Robinhood Files IPO Paperwork with SEC to Go Public

Robinhood has just given its biggest indication that it plans to go through with an initial public offering this year, confidentially filing its paperwork for an IPO.

The Silicon Valley startup, mostly used by millennials to trade stocks and cryptocurrency, said today that it has confidentially submitted a draft registration statement on Form S-1 with the Securities and Exchange Commission.

However, Robinhood did not reveal when it expects to go through with the offering, how many shares it plans to sell or what price it expects to offer them at. The company also did not specify whether it would go public through a direct listing or an initial public offering (IPO).

Before that, the form goes into effect only after the SEC completes its review process. And, if the regulator refuses to sign off on such an arrangement, in which new shares are created, underwritten and sold to the public, Robinhood could pursue a direct listing in which no new shares are created and only existing shares are sold with no underwriters involved.

The Company’s Statement Further Reads:

“Robinhood Markets, Inc. has confidentially submitted a draft registration statement on Form S-1 with the Securities and Exchange Commission (the ‘SEC’) relating to the proposed initial public offering of its common stock. The number of shares to be offered and the price range for the proposed offering have not yet been determined. The initial public offering is expected to take place after the SEC completes its review process, subject to market and other conditions.”

Robinhood Valued at $40 Billion in Secondary Markets

Robinhood has reportedly hired Goldman Sachs to lead its initial public offering back in December 2020. The popular stock-trading was last privately valued at $11.7 billion when it announced a $200 million Series G funding in September.

However, the latest bids in the secondary market value the fintech company at more than $40 billion. That was double the proposed IPO initial valuation at $20 billion, according to people cited by media as familiar with the discussions.

The fintech’s growing valuation was not affected even after Robinhood upset many of its users when it temporarily suspended trading of the so-called meme stock.

However, this situation forced the company to raise $1 billion in emergency funds from investors, on top of $500 million the broker accessed through credit lines, to meet clearinghouse deposit requirements.
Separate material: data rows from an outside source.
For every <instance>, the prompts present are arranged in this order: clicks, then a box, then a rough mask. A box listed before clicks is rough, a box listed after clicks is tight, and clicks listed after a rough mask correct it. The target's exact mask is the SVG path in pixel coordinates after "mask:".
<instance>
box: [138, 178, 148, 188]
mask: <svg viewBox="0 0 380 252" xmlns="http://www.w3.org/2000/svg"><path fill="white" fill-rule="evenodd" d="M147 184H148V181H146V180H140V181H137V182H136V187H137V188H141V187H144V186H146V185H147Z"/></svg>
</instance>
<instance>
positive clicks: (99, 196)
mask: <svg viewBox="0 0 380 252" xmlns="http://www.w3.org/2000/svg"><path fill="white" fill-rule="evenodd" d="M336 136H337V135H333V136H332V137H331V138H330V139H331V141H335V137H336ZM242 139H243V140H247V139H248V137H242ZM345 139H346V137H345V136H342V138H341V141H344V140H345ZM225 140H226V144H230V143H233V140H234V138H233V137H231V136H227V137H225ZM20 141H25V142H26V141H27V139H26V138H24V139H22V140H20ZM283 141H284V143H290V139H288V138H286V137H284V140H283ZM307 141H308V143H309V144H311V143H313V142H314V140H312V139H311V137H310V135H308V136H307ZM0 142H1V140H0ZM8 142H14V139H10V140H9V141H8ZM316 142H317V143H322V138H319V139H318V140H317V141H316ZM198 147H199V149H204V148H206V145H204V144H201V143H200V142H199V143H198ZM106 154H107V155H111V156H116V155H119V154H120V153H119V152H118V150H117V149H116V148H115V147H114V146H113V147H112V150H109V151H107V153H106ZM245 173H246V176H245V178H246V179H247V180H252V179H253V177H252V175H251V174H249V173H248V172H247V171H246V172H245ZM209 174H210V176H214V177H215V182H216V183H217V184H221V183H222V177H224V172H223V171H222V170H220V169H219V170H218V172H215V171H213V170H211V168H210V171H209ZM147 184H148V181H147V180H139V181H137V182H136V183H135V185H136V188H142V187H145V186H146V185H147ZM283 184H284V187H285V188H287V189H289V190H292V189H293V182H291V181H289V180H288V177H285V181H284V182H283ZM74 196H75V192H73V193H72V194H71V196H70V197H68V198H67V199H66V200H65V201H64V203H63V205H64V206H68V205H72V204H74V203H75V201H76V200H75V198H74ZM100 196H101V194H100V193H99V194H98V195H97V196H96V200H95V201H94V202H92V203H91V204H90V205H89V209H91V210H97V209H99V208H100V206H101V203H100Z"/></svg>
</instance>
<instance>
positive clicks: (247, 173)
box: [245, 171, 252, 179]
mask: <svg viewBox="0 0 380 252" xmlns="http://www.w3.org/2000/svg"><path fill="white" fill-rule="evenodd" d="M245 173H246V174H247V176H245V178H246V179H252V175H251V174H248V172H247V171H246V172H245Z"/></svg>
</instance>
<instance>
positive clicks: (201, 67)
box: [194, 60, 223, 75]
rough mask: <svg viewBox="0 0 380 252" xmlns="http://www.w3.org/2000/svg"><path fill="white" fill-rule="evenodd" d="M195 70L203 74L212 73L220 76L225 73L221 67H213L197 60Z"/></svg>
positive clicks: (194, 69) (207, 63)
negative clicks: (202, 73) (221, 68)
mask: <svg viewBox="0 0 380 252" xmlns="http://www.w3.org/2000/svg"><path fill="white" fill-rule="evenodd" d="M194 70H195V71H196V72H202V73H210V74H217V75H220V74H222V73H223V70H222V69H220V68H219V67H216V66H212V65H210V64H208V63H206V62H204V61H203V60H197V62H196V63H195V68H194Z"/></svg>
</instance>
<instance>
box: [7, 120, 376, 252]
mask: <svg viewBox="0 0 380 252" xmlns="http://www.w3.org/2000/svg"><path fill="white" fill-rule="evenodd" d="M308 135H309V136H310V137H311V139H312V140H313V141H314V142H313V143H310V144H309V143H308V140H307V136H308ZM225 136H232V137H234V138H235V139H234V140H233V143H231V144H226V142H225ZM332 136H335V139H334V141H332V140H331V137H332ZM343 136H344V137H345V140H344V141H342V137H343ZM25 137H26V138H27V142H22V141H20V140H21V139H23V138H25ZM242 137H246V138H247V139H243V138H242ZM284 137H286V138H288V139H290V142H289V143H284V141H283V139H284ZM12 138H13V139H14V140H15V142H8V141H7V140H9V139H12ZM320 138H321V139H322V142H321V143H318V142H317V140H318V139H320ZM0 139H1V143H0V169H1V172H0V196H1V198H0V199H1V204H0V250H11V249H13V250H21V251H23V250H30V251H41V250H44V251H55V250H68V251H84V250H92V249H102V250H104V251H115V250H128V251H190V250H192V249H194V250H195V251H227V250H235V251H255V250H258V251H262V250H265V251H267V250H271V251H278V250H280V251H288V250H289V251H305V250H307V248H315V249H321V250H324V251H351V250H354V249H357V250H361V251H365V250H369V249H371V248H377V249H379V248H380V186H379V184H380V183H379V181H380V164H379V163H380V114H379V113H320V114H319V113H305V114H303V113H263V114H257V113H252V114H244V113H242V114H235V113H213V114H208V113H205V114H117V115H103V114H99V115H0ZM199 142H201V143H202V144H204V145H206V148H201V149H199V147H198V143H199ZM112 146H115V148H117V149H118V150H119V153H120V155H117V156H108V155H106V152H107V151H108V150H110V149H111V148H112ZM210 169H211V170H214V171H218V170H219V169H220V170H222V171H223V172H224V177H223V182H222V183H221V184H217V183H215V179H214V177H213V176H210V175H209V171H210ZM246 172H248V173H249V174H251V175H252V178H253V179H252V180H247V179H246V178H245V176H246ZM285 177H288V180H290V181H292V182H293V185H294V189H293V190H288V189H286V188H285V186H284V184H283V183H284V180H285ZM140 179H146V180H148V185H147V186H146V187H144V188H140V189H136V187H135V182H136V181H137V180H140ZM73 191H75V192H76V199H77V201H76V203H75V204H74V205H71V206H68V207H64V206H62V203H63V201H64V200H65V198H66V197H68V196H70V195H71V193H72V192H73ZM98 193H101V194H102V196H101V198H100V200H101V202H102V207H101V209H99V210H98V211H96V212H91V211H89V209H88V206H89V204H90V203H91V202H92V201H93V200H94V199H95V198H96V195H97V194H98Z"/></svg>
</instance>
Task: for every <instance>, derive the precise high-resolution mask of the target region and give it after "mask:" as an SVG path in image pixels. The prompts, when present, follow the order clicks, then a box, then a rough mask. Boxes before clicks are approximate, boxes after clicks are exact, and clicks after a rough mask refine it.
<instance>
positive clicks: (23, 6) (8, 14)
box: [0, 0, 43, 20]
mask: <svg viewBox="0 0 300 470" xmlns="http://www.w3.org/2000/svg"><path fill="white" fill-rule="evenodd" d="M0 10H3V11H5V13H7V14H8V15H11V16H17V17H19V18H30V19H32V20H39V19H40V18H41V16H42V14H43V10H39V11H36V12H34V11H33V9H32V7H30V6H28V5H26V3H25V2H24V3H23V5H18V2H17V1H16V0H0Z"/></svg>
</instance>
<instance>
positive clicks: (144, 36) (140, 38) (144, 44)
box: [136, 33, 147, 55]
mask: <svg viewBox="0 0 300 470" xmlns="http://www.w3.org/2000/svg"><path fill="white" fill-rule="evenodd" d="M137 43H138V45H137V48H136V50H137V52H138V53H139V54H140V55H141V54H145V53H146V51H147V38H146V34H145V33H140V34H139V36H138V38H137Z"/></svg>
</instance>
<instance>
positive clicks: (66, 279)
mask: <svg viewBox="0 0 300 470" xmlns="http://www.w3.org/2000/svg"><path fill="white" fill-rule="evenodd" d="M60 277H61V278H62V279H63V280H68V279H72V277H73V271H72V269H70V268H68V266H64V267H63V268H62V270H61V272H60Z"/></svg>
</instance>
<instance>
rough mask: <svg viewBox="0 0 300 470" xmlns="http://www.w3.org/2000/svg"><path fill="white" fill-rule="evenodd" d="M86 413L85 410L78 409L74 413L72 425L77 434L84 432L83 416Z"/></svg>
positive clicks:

Moreover, Robinhood faces regulatory investigations on multiple fronts, including alleged failures to protect inexperienced investors while aggressively promoting its products to them.

Additionally, the no-fee app crashed many times in 2021, but the trading outages did not seem to have scared retail traders away from the commission-free broker.

All these incidents apparently did little to damage Robinhood’s popularity.